Music and Memories

I was standing at the counter
I was waiting for the change
When I heard that old familiar music start
It was like a lighted match
Had been tossed into my soul
It was like a dam had broken in my heart

After taking every detour
Getting lost and losing track
So that even if I wanted
I could not find my way back
After driving out the memory
Of the way things might have been
After I’d forgotten all about us
The song remembers when.

Those lyrics are from a Trisha Yearwood song entitled, not surprisingly, “The Song Remembers When”.  And it has everything to do with why music is such a personal, powerful experience for me.

From the time I was young, I remember watching the adults in my life have visceral reactions to songs.  I remember seeing tears in my mother’s eyes when the song “Because He Lives” was playing on the record spinning at the time.  (At the time, I didn’t understand.  Now that song evokes the same response in me.)  I sat in the sanctuary of Emmanuel Baptist Church in Farmington, New Mexico, on Easter morning and watched as tears started falling down the faces of nearly every member of the choir.  I was probably 6 years old or so at the time.  Years later, my parents would explain that it had been a rough path getting to the performance and it seemed like everything that could go wrong, was going wrong.  All the frustration led to shortened tempers and some tense conversations.  At the perfect moment in the cantata they were performing, the sun hit the rose window in the balcony and bathed the choir in colored light.  The purpose of the day, the reason we were celebrating became the only thing that mattered and the responses of the choir members could be seen on their wet cheeks.
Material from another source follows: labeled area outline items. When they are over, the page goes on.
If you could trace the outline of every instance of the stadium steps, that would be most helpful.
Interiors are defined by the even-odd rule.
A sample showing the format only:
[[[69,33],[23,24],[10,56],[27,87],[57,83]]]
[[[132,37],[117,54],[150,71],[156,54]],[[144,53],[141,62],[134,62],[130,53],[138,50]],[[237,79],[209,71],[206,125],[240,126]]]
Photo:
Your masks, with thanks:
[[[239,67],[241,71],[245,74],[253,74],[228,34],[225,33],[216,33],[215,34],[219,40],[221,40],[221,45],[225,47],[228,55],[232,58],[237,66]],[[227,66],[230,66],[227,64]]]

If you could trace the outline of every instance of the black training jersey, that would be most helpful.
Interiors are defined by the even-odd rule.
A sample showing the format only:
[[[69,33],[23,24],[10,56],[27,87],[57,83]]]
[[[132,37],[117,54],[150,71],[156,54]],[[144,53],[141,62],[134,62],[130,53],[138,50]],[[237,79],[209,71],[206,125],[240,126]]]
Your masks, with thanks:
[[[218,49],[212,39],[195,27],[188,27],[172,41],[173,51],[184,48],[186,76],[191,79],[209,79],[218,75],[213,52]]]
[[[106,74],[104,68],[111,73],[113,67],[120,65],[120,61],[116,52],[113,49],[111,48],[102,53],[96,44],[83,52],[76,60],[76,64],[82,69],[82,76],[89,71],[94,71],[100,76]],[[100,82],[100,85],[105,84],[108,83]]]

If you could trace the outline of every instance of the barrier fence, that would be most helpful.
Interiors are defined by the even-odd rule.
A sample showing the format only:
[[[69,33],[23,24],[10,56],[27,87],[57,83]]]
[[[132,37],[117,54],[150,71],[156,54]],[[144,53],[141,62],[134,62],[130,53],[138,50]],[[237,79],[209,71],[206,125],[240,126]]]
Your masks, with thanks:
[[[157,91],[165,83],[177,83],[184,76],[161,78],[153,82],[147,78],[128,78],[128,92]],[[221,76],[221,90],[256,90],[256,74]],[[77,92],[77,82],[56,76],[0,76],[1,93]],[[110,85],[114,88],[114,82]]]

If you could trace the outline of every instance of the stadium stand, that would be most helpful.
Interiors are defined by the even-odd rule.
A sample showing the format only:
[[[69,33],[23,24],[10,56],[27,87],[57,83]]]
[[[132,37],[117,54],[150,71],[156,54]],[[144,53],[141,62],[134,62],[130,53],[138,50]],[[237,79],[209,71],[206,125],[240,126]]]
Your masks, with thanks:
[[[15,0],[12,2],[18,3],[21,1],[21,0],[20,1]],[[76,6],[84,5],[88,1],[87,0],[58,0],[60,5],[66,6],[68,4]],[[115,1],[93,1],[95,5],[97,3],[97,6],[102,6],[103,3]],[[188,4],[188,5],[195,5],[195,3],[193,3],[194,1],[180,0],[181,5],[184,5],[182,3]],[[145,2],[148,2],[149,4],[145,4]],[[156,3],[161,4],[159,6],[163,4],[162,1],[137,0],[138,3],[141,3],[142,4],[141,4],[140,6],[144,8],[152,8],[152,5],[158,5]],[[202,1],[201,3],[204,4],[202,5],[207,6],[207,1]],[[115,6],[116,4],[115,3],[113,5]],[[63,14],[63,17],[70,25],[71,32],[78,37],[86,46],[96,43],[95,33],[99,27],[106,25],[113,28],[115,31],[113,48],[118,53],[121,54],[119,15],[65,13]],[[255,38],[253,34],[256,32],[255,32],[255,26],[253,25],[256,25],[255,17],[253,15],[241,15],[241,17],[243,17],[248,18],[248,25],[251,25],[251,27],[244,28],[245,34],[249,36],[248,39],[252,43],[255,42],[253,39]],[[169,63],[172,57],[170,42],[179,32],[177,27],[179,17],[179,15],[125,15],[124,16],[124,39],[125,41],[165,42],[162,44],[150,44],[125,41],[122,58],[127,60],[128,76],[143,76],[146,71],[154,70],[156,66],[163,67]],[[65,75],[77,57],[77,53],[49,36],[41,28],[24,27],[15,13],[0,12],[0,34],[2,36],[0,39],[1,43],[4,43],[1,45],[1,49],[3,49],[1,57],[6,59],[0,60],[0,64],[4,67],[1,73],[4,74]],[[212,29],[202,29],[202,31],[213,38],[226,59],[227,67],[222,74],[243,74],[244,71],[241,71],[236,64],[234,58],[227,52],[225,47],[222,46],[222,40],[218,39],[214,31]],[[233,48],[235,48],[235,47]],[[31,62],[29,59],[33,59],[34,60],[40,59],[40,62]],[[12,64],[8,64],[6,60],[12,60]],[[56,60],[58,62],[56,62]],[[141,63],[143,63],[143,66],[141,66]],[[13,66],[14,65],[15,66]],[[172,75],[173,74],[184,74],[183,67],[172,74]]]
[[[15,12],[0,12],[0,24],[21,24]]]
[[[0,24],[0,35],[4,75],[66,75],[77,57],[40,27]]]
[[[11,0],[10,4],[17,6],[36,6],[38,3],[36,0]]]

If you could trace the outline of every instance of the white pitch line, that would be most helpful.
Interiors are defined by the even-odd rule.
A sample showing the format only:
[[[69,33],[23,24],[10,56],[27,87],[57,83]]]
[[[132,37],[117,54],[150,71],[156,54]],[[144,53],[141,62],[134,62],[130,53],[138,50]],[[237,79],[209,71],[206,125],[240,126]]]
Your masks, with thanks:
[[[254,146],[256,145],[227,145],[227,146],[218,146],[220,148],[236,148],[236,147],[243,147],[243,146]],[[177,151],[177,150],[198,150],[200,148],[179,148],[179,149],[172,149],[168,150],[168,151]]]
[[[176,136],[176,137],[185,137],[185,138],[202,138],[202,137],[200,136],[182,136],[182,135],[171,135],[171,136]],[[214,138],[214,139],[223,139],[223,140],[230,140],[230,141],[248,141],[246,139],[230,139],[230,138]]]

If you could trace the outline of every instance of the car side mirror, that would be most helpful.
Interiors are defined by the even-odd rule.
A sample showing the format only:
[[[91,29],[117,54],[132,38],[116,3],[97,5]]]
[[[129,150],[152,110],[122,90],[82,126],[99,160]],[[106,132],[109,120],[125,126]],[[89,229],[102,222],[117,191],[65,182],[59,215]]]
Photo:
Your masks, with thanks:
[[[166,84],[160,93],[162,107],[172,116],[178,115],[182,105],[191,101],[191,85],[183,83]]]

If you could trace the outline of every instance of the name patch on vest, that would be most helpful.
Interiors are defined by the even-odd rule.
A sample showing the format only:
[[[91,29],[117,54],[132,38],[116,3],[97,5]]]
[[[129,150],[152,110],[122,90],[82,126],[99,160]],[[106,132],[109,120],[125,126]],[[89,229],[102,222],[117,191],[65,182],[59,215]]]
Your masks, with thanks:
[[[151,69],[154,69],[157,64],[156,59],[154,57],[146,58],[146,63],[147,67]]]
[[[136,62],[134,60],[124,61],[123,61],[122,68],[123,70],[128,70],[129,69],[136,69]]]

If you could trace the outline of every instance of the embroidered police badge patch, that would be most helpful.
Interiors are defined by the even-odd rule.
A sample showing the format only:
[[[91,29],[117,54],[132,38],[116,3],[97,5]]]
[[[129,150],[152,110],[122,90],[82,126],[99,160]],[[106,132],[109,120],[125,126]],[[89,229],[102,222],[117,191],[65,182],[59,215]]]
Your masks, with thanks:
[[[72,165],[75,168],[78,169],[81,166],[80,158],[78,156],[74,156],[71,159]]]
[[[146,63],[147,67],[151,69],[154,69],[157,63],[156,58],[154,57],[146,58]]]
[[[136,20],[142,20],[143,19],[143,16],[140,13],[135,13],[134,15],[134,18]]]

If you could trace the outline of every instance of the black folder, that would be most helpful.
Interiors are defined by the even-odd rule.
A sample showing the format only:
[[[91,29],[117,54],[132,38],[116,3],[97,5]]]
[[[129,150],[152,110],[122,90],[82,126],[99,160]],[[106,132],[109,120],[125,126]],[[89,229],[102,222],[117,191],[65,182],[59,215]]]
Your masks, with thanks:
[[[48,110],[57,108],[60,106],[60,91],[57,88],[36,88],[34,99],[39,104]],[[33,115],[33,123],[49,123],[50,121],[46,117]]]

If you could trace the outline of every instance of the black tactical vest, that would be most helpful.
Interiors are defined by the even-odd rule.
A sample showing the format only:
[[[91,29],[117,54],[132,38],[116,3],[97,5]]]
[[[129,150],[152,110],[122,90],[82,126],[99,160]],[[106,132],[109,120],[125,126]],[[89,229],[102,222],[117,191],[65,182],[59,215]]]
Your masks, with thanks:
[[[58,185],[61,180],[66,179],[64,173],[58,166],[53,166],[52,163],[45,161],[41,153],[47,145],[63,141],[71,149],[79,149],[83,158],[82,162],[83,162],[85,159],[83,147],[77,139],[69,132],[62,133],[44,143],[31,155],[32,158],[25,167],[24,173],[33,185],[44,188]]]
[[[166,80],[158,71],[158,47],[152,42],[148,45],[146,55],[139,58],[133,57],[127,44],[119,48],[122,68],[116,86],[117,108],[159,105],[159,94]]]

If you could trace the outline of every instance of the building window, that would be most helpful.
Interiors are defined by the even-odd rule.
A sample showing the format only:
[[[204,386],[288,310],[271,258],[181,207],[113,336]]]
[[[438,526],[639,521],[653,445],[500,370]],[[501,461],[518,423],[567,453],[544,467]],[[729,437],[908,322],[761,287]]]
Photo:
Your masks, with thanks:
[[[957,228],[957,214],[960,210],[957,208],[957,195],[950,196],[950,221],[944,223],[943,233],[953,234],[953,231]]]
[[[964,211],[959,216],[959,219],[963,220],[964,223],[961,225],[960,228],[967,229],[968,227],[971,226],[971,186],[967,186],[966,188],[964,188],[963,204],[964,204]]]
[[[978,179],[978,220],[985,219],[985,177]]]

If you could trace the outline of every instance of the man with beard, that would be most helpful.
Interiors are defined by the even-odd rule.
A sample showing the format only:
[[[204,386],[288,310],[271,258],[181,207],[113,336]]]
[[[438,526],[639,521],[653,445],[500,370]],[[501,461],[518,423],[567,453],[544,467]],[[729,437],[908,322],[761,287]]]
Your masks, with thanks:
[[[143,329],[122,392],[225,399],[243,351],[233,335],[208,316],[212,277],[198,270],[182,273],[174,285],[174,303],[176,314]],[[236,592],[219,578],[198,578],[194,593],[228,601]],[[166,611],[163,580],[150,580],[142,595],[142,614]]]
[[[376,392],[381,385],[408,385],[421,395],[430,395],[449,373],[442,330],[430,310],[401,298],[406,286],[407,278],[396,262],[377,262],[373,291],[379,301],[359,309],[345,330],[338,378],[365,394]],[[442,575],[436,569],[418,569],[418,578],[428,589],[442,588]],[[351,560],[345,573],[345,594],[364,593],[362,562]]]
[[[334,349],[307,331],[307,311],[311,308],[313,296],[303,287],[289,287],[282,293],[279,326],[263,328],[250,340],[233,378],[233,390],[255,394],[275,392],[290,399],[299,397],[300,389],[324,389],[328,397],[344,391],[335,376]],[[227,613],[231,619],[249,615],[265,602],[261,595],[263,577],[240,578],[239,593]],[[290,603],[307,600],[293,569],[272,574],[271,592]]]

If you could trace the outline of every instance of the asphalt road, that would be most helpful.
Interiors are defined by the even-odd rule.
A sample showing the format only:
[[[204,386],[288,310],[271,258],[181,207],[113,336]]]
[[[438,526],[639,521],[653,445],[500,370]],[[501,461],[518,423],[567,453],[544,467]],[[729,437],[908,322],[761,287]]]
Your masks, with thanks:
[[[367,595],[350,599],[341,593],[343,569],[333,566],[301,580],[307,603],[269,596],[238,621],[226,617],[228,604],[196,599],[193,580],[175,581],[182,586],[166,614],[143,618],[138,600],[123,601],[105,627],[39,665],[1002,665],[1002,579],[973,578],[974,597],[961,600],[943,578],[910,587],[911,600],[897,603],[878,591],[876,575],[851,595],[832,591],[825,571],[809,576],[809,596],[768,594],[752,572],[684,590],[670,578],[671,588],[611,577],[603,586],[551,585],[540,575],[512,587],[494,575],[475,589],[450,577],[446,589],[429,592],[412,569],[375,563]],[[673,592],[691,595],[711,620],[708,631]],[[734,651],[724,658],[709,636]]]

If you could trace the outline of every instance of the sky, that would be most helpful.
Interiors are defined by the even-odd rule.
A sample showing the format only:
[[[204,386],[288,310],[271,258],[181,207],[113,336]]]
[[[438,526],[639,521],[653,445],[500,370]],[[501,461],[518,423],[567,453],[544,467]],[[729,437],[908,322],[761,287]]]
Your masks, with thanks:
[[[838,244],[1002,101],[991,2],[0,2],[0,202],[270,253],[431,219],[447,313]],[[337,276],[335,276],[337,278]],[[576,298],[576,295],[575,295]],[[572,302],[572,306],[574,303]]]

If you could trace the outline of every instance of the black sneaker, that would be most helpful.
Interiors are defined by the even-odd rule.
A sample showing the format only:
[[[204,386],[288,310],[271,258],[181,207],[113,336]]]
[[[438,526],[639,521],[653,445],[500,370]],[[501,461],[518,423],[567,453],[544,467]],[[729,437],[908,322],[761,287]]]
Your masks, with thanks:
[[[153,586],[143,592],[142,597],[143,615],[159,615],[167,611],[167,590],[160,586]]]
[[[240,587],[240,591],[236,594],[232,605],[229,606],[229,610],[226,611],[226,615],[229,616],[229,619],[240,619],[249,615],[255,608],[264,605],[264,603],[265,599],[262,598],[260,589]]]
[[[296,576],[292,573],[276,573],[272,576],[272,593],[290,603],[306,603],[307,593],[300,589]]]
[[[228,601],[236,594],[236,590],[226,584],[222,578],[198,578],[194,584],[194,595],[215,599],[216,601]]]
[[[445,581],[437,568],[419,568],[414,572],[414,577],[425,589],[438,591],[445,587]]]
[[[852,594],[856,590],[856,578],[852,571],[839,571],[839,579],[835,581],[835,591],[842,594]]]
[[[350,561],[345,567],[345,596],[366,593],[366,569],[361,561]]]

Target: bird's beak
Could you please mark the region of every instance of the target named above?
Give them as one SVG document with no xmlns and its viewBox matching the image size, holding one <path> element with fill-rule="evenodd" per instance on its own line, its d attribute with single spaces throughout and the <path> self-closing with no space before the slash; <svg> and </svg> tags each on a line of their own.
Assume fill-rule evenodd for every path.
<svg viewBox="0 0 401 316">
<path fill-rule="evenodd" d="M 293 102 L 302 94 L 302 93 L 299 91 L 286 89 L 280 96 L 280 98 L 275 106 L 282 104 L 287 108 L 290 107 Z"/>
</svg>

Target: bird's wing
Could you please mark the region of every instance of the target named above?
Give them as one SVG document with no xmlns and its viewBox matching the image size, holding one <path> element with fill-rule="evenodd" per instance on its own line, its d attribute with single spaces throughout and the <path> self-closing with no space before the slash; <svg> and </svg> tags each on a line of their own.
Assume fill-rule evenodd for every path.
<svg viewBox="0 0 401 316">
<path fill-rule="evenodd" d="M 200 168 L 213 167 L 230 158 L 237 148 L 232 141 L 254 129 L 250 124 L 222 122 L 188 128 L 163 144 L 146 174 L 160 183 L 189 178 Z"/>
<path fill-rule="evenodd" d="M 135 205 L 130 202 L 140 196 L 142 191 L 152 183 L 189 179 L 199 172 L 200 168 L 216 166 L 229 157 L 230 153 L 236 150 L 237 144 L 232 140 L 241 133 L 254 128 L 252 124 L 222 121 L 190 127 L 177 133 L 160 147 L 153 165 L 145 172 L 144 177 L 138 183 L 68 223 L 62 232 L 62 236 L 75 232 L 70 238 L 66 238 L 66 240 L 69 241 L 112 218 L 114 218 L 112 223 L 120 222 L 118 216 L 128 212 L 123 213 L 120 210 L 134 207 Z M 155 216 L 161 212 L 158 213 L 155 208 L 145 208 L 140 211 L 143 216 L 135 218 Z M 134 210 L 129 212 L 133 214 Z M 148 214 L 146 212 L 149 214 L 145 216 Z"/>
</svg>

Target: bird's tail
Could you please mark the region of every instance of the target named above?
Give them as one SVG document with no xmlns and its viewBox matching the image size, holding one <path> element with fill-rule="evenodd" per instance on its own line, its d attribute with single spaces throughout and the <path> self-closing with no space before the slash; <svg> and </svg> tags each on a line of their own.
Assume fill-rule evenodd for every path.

In my own life, there have been songs that have caused my eyes to fill with tears almost from the first note.  There are songs that leave me invigorated and feeling like I could conquer the world.  There are songs that hit me between the eyes with a truth I hadn’t considered before.  And more times than I can count, I’ve heard lyrics that made me think, “Yes!  That’s it!  I haven’t known how to say it but those are exactly the words I’ve been looking for!”

Sometimes the songs I’m talking about are connected to matters of faith.  Sometimes they are not.  But one thing holds true – songs stick in my brain because I have an emotional connection to them.  Or maybe I have a connection to the first time I really heard the song.  Whatever the original circumstance, those songs are always there.  I can go without hearing a certain meaningful song for years and when I hear it again, I’ll be able to sing every word without a mistake.  More importantly, I’m instantly transported back to that moment in time when the song first imprinted itself on my heart.

Trisha was right.  The song DOES remember when.